Davvero triste, è l’ultimo capitolo (Intermezzo) dove il giovane Gauvin cambia, o almeno cerca di farlo, personalità, fingendo addirittura di essere pazzo, dopo aver vissuto l’inferno. Racconta come ogni giorno durasse un’infinità, sempre con la paura di essere riconosciuto e arrestato; svegliarsi con la speranza di poter condurre una vita normale, che questi camerati si meritavano; non capivano come mai la gente li odiasse… Quale fu la ricompensa per questi giovani ragazzi che combatterono lealmente, senza subdoli interessi, una guerra in difesa dell’avamposto europeo, circondato a Occidente dalla Democrazia e a Oriente dal Comunismo, per ottenere finalmente la pace; la ricompensa fu l’Odio nei loro confronti che dura ancora oggi, ma “Noi siamo ancora qui per non dimenticare…” e per assumerci, col sorriso, tutto l’odio della gente nei loro confronti e della loro Idea.
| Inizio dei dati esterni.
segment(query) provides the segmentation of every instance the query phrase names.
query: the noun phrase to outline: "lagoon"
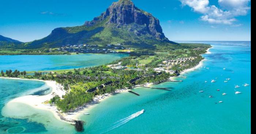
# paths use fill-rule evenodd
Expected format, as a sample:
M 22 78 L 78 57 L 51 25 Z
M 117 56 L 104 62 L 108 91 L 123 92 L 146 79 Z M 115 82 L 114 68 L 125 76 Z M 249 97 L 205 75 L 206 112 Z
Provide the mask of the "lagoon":
M 124 54 L 0 55 L 0 70 L 29 71 L 78 68 L 103 65 L 128 55 Z
M 186 79 L 177 78 L 182 82 L 153 86 L 171 87 L 171 91 L 140 87 L 133 90 L 139 96 L 125 92 L 109 97 L 85 111 L 90 115 L 79 117 L 85 123 L 84 131 L 79 133 L 250 133 L 251 87 L 242 85 L 251 84 L 251 42 L 200 43 L 209 43 L 214 47 L 210 50 L 211 54 L 203 55 L 206 60 L 198 70 L 182 75 Z M 224 83 L 228 78 L 231 80 Z M 212 79 L 216 82 L 211 83 Z M 1 89 L 10 83 L 0 82 Z M 13 84 L 10 84 L 15 85 Z M 25 84 L 31 85 L 27 90 L 33 91 L 33 86 L 40 87 L 43 84 Z M 241 87 L 235 88 L 236 84 Z M 15 87 L 8 89 L 11 91 Z M 235 90 L 242 93 L 236 95 Z M 204 92 L 199 92 L 201 90 Z M 222 95 L 223 92 L 227 95 Z M 3 98 L 8 97 L 4 95 Z M 209 98 L 209 95 L 214 97 Z M 219 103 L 219 101 L 223 102 Z M 38 131 L 27 133 L 77 133 L 74 126 L 54 119 L 50 113 L 19 104 L 14 106 L 24 109 L 24 113 L 28 111 L 35 114 L 21 120 L 15 118 L 14 123 L 20 122 L 19 125 L 9 127 L 0 123 L 1 130 L 22 126 L 31 130 L 29 127 L 32 126 L 38 127 Z M 143 113 L 132 115 L 142 109 L 145 110 Z M 8 122 L 6 121 L 4 122 Z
Probabilmente avrei dovuto cercare un finale diverso, più personale e meno scontato, ma come si può, davanti a delle righe del genere rimanere indifferenti?

“Non vi è truppa al mondo che si sia battuta con maggior coraggio di questo pugno di Francesi in lotta, nel cuore stesso dell’Europa, per un chilometro quadrato di rovine. Non vi è soldato che non debba, da soldato, rendere loro omaggio. Non un solo uomo, che sappia difendere le sue idee con la propria pelle, dovrà mancare di salutarli…”.